Escuchabas las réplicas de un mundo subterráneo
que desde el fondo miraba
la humana correspondencia.
Fueron las cuerdas
de ese laúd suspendido
dentro de ti mismo,
lo que te hacía frágil
e invencible,
sensible al más mínimo acento
traído por el aire.
El hacedor de sonidos
¿Qué arpa marina
derribó con su música el peñasco
donde tantas naves estrellaron su quilla?

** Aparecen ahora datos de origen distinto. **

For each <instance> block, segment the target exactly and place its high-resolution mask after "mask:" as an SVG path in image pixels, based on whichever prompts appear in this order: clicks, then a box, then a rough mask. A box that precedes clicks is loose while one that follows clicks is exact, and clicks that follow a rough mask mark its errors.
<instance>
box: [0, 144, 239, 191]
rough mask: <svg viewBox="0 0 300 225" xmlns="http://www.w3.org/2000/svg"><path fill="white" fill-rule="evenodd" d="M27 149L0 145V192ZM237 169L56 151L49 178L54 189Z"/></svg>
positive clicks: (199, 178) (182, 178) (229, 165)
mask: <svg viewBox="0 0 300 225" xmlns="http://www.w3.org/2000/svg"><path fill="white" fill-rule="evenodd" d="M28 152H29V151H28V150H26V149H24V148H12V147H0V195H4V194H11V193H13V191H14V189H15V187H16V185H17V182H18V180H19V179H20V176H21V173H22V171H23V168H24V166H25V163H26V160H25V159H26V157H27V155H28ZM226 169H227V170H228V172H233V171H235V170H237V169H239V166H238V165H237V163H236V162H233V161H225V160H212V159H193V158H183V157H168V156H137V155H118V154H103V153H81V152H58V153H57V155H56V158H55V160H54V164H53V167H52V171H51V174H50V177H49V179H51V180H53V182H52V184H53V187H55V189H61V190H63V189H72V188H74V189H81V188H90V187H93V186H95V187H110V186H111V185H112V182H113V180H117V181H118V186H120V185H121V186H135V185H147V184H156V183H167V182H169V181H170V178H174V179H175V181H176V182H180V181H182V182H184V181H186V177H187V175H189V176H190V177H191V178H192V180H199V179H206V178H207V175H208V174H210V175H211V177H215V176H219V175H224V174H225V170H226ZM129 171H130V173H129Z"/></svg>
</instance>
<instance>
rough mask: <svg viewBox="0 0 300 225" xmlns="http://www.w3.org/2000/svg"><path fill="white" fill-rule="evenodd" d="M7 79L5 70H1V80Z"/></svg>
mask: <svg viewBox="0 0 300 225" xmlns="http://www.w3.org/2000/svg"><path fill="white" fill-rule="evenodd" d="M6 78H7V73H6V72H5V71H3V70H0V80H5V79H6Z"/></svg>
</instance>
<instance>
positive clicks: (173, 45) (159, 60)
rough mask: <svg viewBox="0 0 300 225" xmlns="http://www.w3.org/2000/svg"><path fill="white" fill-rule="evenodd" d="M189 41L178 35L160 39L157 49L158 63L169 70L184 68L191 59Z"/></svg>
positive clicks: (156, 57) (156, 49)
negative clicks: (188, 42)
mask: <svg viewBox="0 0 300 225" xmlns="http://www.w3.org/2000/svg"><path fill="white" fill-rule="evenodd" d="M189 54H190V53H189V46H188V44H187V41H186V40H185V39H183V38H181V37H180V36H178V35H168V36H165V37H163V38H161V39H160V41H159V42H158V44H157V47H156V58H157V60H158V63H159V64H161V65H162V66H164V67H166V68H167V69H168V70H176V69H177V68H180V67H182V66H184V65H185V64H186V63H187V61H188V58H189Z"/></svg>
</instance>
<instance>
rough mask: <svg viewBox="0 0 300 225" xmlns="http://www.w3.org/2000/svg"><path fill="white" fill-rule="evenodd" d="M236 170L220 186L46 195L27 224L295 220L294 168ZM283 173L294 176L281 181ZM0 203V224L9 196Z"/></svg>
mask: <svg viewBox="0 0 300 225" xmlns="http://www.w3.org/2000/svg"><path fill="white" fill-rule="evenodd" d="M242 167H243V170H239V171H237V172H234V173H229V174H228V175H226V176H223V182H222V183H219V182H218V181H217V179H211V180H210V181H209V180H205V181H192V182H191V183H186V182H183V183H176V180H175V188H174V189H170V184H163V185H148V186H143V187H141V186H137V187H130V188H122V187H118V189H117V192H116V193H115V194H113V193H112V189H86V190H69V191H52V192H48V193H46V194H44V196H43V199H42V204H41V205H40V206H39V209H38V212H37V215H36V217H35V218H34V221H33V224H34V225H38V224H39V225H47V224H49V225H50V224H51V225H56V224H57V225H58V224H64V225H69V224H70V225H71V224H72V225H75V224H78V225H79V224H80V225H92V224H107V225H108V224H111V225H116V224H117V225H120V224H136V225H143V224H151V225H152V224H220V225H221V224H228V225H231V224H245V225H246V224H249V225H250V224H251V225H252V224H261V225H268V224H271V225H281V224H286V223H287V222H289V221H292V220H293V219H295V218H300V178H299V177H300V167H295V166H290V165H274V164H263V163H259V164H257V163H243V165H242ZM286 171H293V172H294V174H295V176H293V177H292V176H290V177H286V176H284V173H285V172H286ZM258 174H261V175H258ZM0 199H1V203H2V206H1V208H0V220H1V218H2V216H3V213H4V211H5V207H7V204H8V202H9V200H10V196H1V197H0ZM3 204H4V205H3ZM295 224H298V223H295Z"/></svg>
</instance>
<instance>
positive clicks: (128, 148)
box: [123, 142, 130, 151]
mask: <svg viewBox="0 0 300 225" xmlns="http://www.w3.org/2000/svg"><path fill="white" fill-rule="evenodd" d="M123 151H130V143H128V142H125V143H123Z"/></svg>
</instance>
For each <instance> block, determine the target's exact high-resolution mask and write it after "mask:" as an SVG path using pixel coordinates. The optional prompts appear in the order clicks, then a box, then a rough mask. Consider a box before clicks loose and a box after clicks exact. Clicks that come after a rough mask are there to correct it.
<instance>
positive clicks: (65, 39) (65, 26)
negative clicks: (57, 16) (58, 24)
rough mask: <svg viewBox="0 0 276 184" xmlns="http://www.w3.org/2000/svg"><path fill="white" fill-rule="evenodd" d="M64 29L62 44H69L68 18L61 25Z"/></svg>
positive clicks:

¿Qué instrumento quitó la herrumbre del áncora,
volviendo la nave al trato directo con el mar,
a la sal que hizo fuerte y ligero
el hueso volante del albatros?
¿Qué obrero esculpió la mirada obstinada
en el mascarón que bifurcó lo ultramarino?
¿Qué mano hizo el vientre de la roca,
huevo habitado
prehistórico e inefable?
Desconoció el hacedor la música que inventaban sus manos.
Desconoció el obrero el sol encendido por sus brazos.
Como el ave que ignora quien la escucha
y entrega su canto a la piedad de los hombres,
el hisopo ciego que detuvo
el universo derramado por la herida.